Design patterns allow for extensibility in the O-O design,
so that particular functionalities can be enhanced, debugged, modified, made
secure or performance-tuned without breaking the rest of the surrounding code. You
can apply code access security to one object, while applying role based
security to another; so if you have 3 security experts, you could split up
their work on that basis.
They allow for a need-to-know approach to development (I bet
they use them a lot at the CIA). Suppose you have a secret routine with a lot
of industry-intelligence in it and your company’s survival depends on it. If a
new programmer joins your company and has not yet earned a high level of trust,
do you expose the new-programmer to the inner guts of the weather-prediction
code or do you have him instantiate classes by an object-factory which is accessible
only to your lead developers? Creational patterns help you to implement
solutions to this dilemma.
Design patterns also allow you to separate the Object-Model
from the Operations which must be carried out on the structure representing the
Object Model. The Trinity of Composite, Iterator and Visitor patterns help you
to achieve this. Interpreter and Composite patterns also help to accomplish
this by separating the grammar which describes a language from the algorithms
that figure out the meaning of sequences of words in that language. You can
actually overhaul Object-Models extensively without touching a line of code
which traverses and evaluates it!
Design patterns allow you to extend the functionality of
classes defined in class libraries from third party developers, even if they
are scoped in a way so as to disallow extension. Supposing a function in a
class library is marked as “not override ready,” you can still extend the operations
by using the decorator or adapter patterns. Obviously, you should be careful
about the extension in these circumstances since the manufacturer must have had
reasons for not allowing you to easily extend the functionality.
Without using design patterns, classes will multiply within
your code in order to represent every possible combination of behaviors. Either
that or you will put in so many if-then-else case statements that you will
choke on them the first time you try to unravel them.
Why should your clients, boss or customers care if you use
design patterns? Well it will help you to avoid the conundrum that is facing
the automobile industry right now. There is a need to move toward renewable
sources of energy and so solar powered cars must take prominence in the future.

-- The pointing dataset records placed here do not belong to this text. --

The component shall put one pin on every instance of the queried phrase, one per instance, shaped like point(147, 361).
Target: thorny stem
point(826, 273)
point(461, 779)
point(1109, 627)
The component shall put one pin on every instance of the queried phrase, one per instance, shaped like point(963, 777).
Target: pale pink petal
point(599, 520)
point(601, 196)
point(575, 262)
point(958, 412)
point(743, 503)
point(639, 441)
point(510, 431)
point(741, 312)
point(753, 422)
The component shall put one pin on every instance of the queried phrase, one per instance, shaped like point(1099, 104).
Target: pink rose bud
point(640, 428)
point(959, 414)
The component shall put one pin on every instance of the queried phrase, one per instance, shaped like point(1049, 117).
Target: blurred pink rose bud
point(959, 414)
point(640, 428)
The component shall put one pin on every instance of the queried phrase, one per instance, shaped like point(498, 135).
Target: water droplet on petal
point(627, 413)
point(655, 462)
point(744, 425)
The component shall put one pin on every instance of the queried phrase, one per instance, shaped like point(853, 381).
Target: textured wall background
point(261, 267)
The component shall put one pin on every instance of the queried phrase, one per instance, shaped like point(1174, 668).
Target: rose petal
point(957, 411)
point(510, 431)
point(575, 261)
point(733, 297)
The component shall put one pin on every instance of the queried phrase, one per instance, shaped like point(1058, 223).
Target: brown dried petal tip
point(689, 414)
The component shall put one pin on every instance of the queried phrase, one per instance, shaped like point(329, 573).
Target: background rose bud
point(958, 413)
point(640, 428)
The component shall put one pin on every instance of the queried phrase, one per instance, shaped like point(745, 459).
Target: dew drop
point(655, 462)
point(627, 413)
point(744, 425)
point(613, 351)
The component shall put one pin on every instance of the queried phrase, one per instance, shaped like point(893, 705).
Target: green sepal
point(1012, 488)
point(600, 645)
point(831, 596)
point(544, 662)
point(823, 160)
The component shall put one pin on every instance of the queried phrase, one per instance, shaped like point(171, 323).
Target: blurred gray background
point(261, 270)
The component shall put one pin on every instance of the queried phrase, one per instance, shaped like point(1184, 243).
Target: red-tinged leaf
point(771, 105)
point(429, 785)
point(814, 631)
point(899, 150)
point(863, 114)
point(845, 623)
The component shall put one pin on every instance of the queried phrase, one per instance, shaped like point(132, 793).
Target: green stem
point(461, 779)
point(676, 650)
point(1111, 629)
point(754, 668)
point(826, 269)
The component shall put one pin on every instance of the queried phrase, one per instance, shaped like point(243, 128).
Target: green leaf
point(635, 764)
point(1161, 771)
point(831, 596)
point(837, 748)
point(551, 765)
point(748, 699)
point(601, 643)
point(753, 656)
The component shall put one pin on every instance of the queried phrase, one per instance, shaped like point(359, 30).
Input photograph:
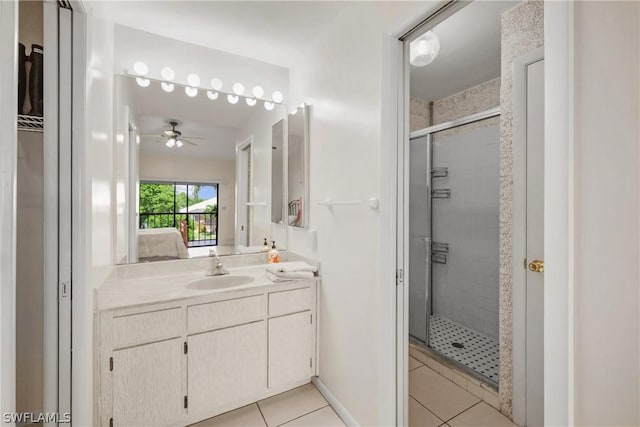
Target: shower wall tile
point(469, 223)
point(522, 31)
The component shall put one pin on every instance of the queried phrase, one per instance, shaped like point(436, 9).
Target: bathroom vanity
point(177, 349)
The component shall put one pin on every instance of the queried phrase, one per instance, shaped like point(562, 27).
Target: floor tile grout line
point(262, 415)
point(475, 404)
point(304, 415)
point(430, 411)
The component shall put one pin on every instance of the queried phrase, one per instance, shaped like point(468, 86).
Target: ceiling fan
point(173, 137)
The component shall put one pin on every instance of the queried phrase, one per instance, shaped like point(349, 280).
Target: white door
point(290, 348)
point(147, 384)
point(535, 244)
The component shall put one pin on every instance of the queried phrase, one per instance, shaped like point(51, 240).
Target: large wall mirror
point(298, 167)
point(194, 171)
point(277, 172)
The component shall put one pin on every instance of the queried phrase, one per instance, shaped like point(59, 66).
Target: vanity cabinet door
point(227, 368)
point(290, 348)
point(147, 384)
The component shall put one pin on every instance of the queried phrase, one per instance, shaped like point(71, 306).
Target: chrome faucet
point(217, 268)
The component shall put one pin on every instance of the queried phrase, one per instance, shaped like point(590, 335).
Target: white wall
point(341, 78)
point(169, 167)
point(606, 88)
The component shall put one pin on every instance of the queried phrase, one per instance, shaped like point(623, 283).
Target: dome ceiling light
point(424, 50)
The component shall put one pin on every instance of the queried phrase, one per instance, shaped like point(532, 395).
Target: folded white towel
point(290, 267)
point(285, 277)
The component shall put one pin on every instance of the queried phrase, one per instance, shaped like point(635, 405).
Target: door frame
point(8, 173)
point(520, 65)
point(559, 283)
point(246, 144)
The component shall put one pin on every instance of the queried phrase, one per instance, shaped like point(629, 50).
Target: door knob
point(537, 266)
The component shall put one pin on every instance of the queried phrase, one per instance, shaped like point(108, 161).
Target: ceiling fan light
point(140, 68)
point(142, 82)
point(258, 92)
point(216, 84)
point(277, 97)
point(167, 73)
point(191, 91)
point(424, 50)
point(193, 80)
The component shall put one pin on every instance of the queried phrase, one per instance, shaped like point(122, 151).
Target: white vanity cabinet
point(176, 363)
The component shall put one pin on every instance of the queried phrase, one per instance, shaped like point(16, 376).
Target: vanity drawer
point(286, 302)
point(222, 314)
point(145, 327)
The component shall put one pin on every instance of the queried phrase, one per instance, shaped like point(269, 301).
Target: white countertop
point(126, 292)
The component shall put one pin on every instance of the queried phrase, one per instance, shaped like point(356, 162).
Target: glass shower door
point(463, 323)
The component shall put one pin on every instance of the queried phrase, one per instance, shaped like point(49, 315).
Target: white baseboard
point(335, 403)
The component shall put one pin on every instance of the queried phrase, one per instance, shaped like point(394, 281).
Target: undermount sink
point(219, 282)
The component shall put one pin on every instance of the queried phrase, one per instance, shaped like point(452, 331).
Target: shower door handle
point(537, 266)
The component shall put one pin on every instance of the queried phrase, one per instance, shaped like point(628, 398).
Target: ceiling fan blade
point(188, 142)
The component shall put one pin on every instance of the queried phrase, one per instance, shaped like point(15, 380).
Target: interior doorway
point(244, 162)
point(456, 235)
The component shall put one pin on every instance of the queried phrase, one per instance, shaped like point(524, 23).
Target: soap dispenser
point(274, 255)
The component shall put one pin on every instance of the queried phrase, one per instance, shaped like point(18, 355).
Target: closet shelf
point(30, 123)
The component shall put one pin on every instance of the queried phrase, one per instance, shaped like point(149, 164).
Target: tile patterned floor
point(301, 407)
point(480, 352)
point(435, 401)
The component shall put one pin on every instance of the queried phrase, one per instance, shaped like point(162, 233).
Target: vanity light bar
point(141, 71)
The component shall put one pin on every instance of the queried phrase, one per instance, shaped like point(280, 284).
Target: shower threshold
point(475, 353)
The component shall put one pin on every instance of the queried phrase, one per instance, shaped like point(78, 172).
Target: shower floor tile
point(479, 352)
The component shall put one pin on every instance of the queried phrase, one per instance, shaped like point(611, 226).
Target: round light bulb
point(277, 97)
point(258, 92)
point(191, 91)
point(424, 49)
point(167, 73)
point(167, 87)
point(140, 68)
point(238, 88)
point(216, 84)
point(193, 80)
point(143, 82)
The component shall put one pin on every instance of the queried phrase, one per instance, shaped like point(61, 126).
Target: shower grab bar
point(442, 193)
point(439, 172)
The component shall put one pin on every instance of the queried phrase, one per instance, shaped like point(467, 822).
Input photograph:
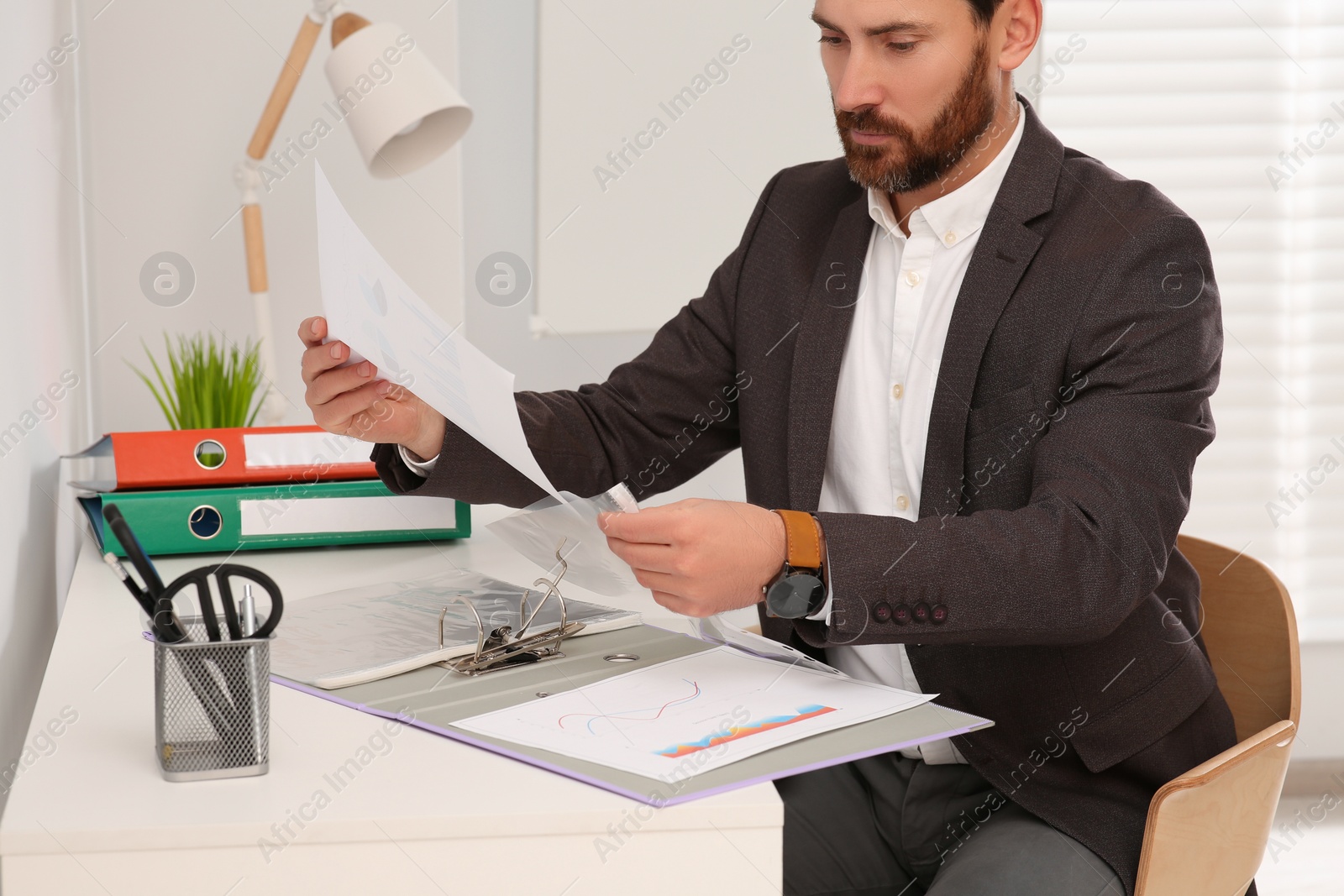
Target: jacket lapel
point(819, 349)
point(1001, 255)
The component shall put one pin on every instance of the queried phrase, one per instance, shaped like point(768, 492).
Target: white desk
point(425, 815)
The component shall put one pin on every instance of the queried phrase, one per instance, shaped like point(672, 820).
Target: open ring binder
point(501, 649)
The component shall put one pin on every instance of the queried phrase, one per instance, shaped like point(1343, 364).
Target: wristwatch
point(800, 587)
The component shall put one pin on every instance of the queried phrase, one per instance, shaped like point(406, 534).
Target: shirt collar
point(958, 214)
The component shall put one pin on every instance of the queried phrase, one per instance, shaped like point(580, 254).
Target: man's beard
point(911, 163)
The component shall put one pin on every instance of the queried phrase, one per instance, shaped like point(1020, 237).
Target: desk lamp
point(401, 112)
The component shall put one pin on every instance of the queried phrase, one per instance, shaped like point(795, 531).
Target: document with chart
point(694, 714)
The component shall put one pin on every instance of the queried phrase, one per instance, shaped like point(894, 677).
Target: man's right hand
point(353, 401)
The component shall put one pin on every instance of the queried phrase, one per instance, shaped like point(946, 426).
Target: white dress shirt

The problem lies in that trillions of dollars is invested in the current
infrastructure which produces gas-powered cars. The new technology is
incompatible with the old and the introduction of the new will mean throwing
out the old. This is what happens with badly designed software. In order to
introduce new changes you have to discard what exists since it is not extensible
enough to permit changes that the client requires. Design patterns help you to
avoid this problem.
Design patterns also represent the natural boundaries for
subsystems when designing and testing, since the sum of parts should interact
in a predictable and interface-able manner.
It represents a predictable way of maintaining systems. The
very expensive nature of cars dictates that they be built on similar platforms
for cost savings and also that they be maintainable based on a engineered
similarity – 4 wheels, a steering wheel, front-end, water pump, ignition
systems – that all follow a common model. A mechanic who has never worked on a
particular brand of car before is still able to perform many of the fixes on it
because he knows what the general arrangement of parts will look like and what
tends to cause the problems. A Toyota specialist, once he understands the
design patterns of a Toyota, can look at a fairly new model from Toyota and fix it. Software must become like this.
Security can also be improved with the use of design
patterns since the layer which interacts with databases can be abstracted out of
the reach of the user-programmer who then has no need to dig around in the
database to do their GUI work.
Conclusion
Design patterns are repeatable solutions to the problems
faced my programmers today who work in object-oriented systems. The more you know
about them the more I know you will want to learn more. They offer endless
possibilities to the computer world.